4. There is no gainsaying that rules in the Code of Civil Procedure are not strictly applied to a probate proceedings under the Succession Act, for it is well-known and the learned single Judge has also noticed accordingly that Section 295 of the Indian Succession Act lays down that when the proceedings become contentious, it shall take as nearly as may be the form of a regular suit according to the provisions of the Code of Civil Procedure. In a proceeding as nearly as a suit to be decided in accordance with the provisions in the Code of Civil Procedure, it will be unjust to say that those who stand in the place of the deceased caveator shall have no interest to object to the plaintiff's claim for grant of probate.

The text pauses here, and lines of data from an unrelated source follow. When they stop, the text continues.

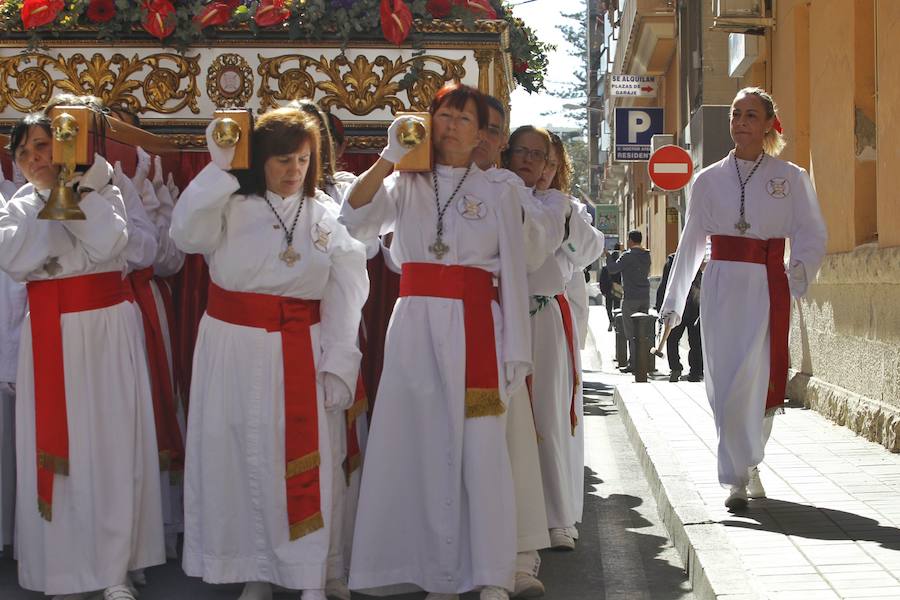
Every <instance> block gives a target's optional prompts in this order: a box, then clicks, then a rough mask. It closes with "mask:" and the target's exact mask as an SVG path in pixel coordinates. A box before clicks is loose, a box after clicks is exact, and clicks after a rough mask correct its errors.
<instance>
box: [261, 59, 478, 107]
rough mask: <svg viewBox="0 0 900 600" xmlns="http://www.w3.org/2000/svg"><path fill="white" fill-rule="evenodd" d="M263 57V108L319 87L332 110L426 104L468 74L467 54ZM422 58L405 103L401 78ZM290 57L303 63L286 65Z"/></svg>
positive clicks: (423, 106) (262, 94) (262, 90)
mask: <svg viewBox="0 0 900 600" xmlns="http://www.w3.org/2000/svg"><path fill="white" fill-rule="evenodd" d="M259 60H260V65H259V69H258V72H259V74H260V75H261V76H262V83H261V85H260V88H259V92H258V93H257V95H258V96H259V97H260V101H261V109H262V110H265V109H267V108H271V107H274V106H277V101H278V100H281V101H286V100H293V99H295V98H301V97H307V98H312V97H313V96H314V95H315V93H316V91H317V90H318V91H320V92H323V93H324V95H323V96H322V97H321V98H320V99H319V100H318V101H319V104H320V106H322V108H324V109H326V110H327V109H329V108H331V107H333V106H334V107H338V108H345V109H347V110H349V111H350V112H352V113H353V114H355V115H367V114H369V113H371V112H372V111H373V110H376V109H379V108H387V109H390V110H392V111H398V110H426V109H427V108H428V105H429V104H430V103H431V99H432V98H433V97H434V94H435V93H436V92H437V90H439V89H440V88H441V86H443V85H444V84H445V83H446V82H448V81H454V80H460V79H462V78H463V77H465V74H466V70H465V68H464V67H463V63H464V62H465V58H460V59H458V60H453V59H449V58H444V57H442V56H421V57H417V58H416V59H410V60H403V59H402V58H397V59H394V60H391V59H390V58H387V57H385V56H377V57H375V59H374V60H373V61H369V58H368V57H367V56H365V55H362V54H360V55H359V56H357V57H356V58H354V59H353V61H352V62H351V60H350V59H349V58H348V57H347V56H346V55H344V54H341V55H339V56H337V57H335V58H334V59H332V60H328V59H327V58H325V57H324V56H322V57H320V58H319V59H318V60H316V59H313V58H311V57H309V56H303V55H297V54H293V55H284V56H277V57H272V58H264V57H263V56H260V57H259ZM416 61H419V63H418V66H419V68H420V70H419V72H418V74H417V77H416V80H415V82H414V83H413V84H412V86H411V87H409V88H408V89H407V90H405V91H406V96H407V99H408V102H406V103H404V101H403V100H402V99H401V98H400V97H399V96H398V95H399V94H400V93H401V92H403V91H404V90H402V89H401V88H400V80H401V79H402V78H403V76H404V75H406V73H407V72H408V71H409V70H410V69H411V68H413V66H414V65H415V64H416ZM286 63H297V67H296V68H291V69H288V70H285V71H283V70H282V67H283V65H285V64H286ZM428 67H432V68H431V69H429V68H428ZM312 71H316V72H318V73H321V74H323V75H324V76H325V79H323V80H320V81H316V80H315V79H314V78H313V76H312V75H310V72H312ZM273 82H274V84H275V85H274V86H273V85H272V83H273Z"/></svg>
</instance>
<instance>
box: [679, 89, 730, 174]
mask: <svg viewBox="0 0 900 600" xmlns="http://www.w3.org/2000/svg"><path fill="white" fill-rule="evenodd" d="M730 109H731V107H730V106H728V105H718V104H704V105H703V106H701V107H700V108H699V109H697V112H695V113H694V116H693V117H691V123H690V125H688V129H689V132H688V133H689V136H688V137H689V139H690V143H691V157H692V158H693V159H694V172H697V171H699V170H700V169H702V168H703V167H707V166H709V165H711V164H713V163H714V162H717V161H719V160H721V159H722V158H724V157H725V155H726V154H728V152H729V151H730V150H731V149H732V148H733V147H734V143H733V142H732V140H731V133H729V130H728V120H729V117H730V115H729V111H730Z"/></svg>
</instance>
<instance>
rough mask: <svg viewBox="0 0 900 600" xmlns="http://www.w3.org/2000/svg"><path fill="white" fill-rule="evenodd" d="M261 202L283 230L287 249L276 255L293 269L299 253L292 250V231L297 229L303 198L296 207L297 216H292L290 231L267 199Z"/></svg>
mask: <svg viewBox="0 0 900 600" xmlns="http://www.w3.org/2000/svg"><path fill="white" fill-rule="evenodd" d="M263 200H265V201H266V204H267V205H268V206H269V208H270V209H272V212H273V213H274V214H275V218H276V219H278V222H279V223H280V224H281V227H282V229H284V239H285V241H286V242H287V248H285V249H284V250H283V251H281V252H280V253H279V254H278V258H279V259H280V260H281V262H283V263H284V264H286V265H287V266H289V267H293V266H294V263H296V262H297V261H298V260H300V253H299V252H297V251H296V250H294V229H295V228H296V227H297V220H298V219H300V213H301V212H303V196H300V206H298V207H297V214H295V215H294V221H293V222H292V223H291V228H290V229H288V228H287V225H285V224H284V221H283V220H282V219H281V215H279V214H278V211H277V210H275V207H274V206H272V203H271V202H269V198H268V197H266V196H263Z"/></svg>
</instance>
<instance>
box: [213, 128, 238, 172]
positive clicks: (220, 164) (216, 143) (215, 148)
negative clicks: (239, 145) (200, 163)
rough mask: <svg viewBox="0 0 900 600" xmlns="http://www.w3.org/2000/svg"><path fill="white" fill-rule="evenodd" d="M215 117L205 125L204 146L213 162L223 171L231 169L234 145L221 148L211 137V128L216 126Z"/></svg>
mask: <svg viewBox="0 0 900 600" xmlns="http://www.w3.org/2000/svg"><path fill="white" fill-rule="evenodd" d="M216 121H217V119H213V120H212V121H210V122H209V125H207V126H206V146H207V148H208V149H209V155H210V157H212V160H213V163H215V165H216V166H217V167H219V168H220V169H222V170H223V171H230V170H231V161H232V160H234V146H232V147H231V148H222V147H221V146H219V145H218V144H217V143H216V142H215V141H214V140H213V138H212V132H213V129H215V128H216Z"/></svg>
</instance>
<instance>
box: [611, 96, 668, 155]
mask: <svg viewBox="0 0 900 600" xmlns="http://www.w3.org/2000/svg"><path fill="white" fill-rule="evenodd" d="M664 129H665V121H664V120H663V109H661V108H647V107H631V106H630V107H627V108H617V109H616V130H615V146H614V148H613V160H614V161H616V162H638V161H645V160H650V142H651V140H652V138H653V136H654V135H659V134H661V133H663V130H664Z"/></svg>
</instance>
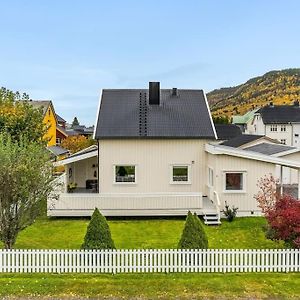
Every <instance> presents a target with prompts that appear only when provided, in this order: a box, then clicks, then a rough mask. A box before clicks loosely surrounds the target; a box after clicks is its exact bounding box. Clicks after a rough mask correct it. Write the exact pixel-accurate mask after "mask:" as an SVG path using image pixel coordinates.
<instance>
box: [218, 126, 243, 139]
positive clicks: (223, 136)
mask: <svg viewBox="0 0 300 300" xmlns="http://www.w3.org/2000/svg"><path fill="white" fill-rule="evenodd" d="M215 128H216V131H217V136H218V140H229V139H232V138H234V137H236V136H239V135H241V134H242V130H241V128H240V127H239V126H237V125H235V124H215Z"/></svg>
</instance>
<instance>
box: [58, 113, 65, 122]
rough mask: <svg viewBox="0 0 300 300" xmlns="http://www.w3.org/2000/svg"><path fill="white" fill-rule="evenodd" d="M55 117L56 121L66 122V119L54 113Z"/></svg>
mask: <svg viewBox="0 0 300 300" xmlns="http://www.w3.org/2000/svg"><path fill="white" fill-rule="evenodd" d="M56 119H57V122H58V123H66V122H67V121H66V120H65V119H64V118H62V117H61V116H60V115H58V114H56Z"/></svg>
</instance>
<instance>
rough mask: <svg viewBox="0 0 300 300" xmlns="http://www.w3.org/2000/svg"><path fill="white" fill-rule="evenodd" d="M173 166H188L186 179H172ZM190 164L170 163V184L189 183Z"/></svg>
mask: <svg viewBox="0 0 300 300" xmlns="http://www.w3.org/2000/svg"><path fill="white" fill-rule="evenodd" d="M174 167H179V168H180V167H187V168H188V181H173V168H174ZM191 183H192V181H191V165H190V164H172V165H170V184H181V185H182V184H191Z"/></svg>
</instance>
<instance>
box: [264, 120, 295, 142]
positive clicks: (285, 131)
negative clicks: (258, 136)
mask: <svg viewBox="0 0 300 300" xmlns="http://www.w3.org/2000/svg"><path fill="white" fill-rule="evenodd" d="M265 126H266V136H268V137H270V138H271V139H275V140H278V141H279V142H280V141H281V140H282V139H285V140H286V145H287V146H292V131H293V127H292V125H291V124H277V131H271V126H272V125H270V124H267V125H265ZM282 126H285V128H286V131H281V128H282Z"/></svg>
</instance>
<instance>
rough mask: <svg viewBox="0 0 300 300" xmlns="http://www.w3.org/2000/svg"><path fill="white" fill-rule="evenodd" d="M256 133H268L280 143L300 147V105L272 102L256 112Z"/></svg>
mask: <svg viewBox="0 0 300 300" xmlns="http://www.w3.org/2000/svg"><path fill="white" fill-rule="evenodd" d="M253 127H254V134H260V135H266V136H268V137H270V138H272V139H276V140H278V141H279V142H280V143H282V144H285V145H288V146H293V147H297V148H300V107H299V102H298V101H295V102H294V104H293V105H273V104H272V103H270V104H269V105H268V106H265V107H263V108H261V109H259V110H258V111H257V112H255V114H254V117H253Z"/></svg>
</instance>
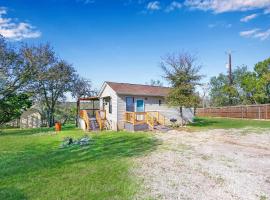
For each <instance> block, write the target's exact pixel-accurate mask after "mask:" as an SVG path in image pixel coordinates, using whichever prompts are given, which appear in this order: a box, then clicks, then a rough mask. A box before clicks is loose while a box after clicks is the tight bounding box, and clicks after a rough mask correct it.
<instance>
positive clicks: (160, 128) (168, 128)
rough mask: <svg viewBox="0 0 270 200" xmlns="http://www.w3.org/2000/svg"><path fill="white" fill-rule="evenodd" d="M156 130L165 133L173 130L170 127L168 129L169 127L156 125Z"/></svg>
mask: <svg viewBox="0 0 270 200" xmlns="http://www.w3.org/2000/svg"><path fill="white" fill-rule="evenodd" d="M154 130H157V131H160V132H163V133H165V132H168V131H169V130H171V129H170V128H169V127H167V126H164V125H155V126H154Z"/></svg>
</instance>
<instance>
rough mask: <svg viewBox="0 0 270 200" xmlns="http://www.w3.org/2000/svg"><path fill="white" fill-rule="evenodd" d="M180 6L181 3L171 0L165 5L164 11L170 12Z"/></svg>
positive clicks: (176, 9)
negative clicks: (170, 2)
mask: <svg viewBox="0 0 270 200" xmlns="http://www.w3.org/2000/svg"><path fill="white" fill-rule="evenodd" d="M180 8H182V4H181V3H179V2H177V1H173V2H171V3H170V5H168V6H167V8H166V9H165V12H172V11H174V10H178V9H180Z"/></svg>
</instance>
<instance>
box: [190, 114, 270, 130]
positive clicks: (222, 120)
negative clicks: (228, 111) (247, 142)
mask: <svg viewBox="0 0 270 200" xmlns="http://www.w3.org/2000/svg"><path fill="white" fill-rule="evenodd" d="M246 127H252V128H270V121H259V120H242V119H229V118H210V117H197V118H195V120H194V123H193V124H190V125H189V126H188V129H190V130H194V131H196V130H204V129H230V128H246Z"/></svg>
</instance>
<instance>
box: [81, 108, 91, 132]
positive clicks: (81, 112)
mask: <svg viewBox="0 0 270 200" xmlns="http://www.w3.org/2000/svg"><path fill="white" fill-rule="evenodd" d="M80 118H82V119H83V120H84V122H85V125H86V130H89V129H90V122H89V121H90V120H89V117H88V113H87V110H80Z"/></svg>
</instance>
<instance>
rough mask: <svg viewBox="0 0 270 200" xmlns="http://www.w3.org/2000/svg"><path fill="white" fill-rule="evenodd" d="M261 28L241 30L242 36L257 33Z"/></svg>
mask: <svg viewBox="0 0 270 200" xmlns="http://www.w3.org/2000/svg"><path fill="white" fill-rule="evenodd" d="M259 30H260V29H257V28H255V29H251V30H248V31H242V32H240V36H242V37H252V36H253V35H255V34H256V33H257V32H258V31H259Z"/></svg>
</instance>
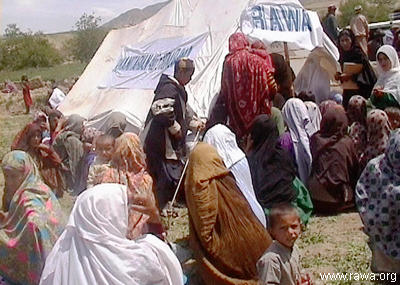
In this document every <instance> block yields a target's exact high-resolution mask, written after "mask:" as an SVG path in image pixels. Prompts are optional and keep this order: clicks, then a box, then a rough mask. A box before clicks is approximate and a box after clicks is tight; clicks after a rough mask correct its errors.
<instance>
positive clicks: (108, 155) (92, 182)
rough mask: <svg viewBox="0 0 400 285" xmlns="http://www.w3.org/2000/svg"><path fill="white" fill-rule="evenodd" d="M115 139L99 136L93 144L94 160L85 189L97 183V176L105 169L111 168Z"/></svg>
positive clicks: (93, 161)
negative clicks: (86, 185) (94, 146)
mask: <svg viewBox="0 0 400 285" xmlns="http://www.w3.org/2000/svg"><path fill="white" fill-rule="evenodd" d="M114 144H115V139H114V137H112V136H110V135H100V136H98V137H97V139H96V142H95V153H96V158H95V159H94V161H93V164H92V165H90V168H89V175H88V180H87V188H90V187H93V186H94V185H96V183H95V182H96V181H98V175H102V174H103V173H104V169H105V168H110V167H111V159H112V155H113V153H114Z"/></svg>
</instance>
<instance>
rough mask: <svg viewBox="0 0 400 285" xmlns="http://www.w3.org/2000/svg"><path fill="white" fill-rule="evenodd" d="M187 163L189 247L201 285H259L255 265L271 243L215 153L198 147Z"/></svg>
mask: <svg viewBox="0 0 400 285" xmlns="http://www.w3.org/2000/svg"><path fill="white" fill-rule="evenodd" d="M189 159H190V160H189V164H188V168H187V173H186V180H185V192H186V203H187V206H188V211H189V221H190V238H191V247H192V249H193V250H194V253H195V257H196V259H197V261H198V262H199V267H200V268H199V269H200V275H201V277H202V278H203V280H204V282H205V283H204V284H221V285H224V284H254V285H255V284H258V281H257V268H256V263H257V260H258V259H259V258H260V257H261V256H262V254H263V253H264V252H265V250H266V249H267V248H268V247H269V245H270V244H271V242H272V240H271V237H270V236H269V234H268V232H267V230H266V229H265V227H264V226H263V225H262V224H261V223H260V222H259V220H258V219H257V218H256V217H255V215H254V214H253V211H252V210H251V208H250V206H249V204H248V203H247V201H246V199H245V197H244V196H243V194H242V193H241V192H240V190H239V189H238V187H237V186H236V182H235V179H234V178H233V176H232V175H231V173H230V171H229V170H228V169H227V168H226V167H225V165H224V162H223V161H222V159H221V157H220V156H219V155H218V153H217V150H216V149H215V148H213V147H212V146H210V145H208V144H206V143H199V144H198V145H197V146H196V147H195V148H194V150H193V151H192V153H191V155H190V158H189Z"/></svg>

5. Besides the cases that were cited before the learned single Judge, we must fairly accept a stand at the instance of the learned Counsel for the plaintiff/respondent based upon a judgment of a learned single Judge of this Court in the case of Baggiammal v. Balagopala A.I.R. 1948 Mad. 83. The view expressed in this judgment is as follows :
Now it is conceded by counsel on behalf of the respondent that the denial by him of the interest of the testator in the properties cannot entitle him to file a caveat. It is of course a denial of the title of the testator and no persons denying the testator's title can on that account alone be entitled to lodge a caveat. But in my view this does not dispose of the matter for if it is held contrary to the respondent's main contention, that there was a valid partition in status, the respondent would be entitled as a reversioner in the event of its being held that the will now sought to be proved was invalid. Thus in that event the respondent clearly has an interest in the estate of the deceased. Counsel for the petitioner has urged that to take this view of the matter involves allowing the respondent to raise two entirely inconsistent places. I cannot accept that contention. There would, in my view, be no impropriety in the respondent pleading that he was entitled to the whole estate as survivor of the joint undivided Hindu family, and in the alternative that if a partition was held to have taken place he was entitled as a reversioner. If it is held in the suit now pending that there was a valid partition the respondent will necessarily become a reversioner and could only be displaced in that right by the acceptance as valid of the will now put forward.
This clearly shows that there should be interest in the estate of the testator to justify a caveat and such right Chandrasekharan had, a fact which cannot be disputed. The appellants herein are claiming the very same right which Chandrasekharan claimed. Thus they fully justify their appearance as caveators in the place of Chandrasekharan.
6. For the reasons afore-mentioned, we are inclined to interfere with the impugned judgment. The same is accordingly set aside. The appellants herein have shown sufficient interest (the same as Chandrasekharan had) to be present in the proceedings as caveators and object to the grant of probate. They shall accordingly be entitled to be cited as defendants in the testamentary suit. No costs.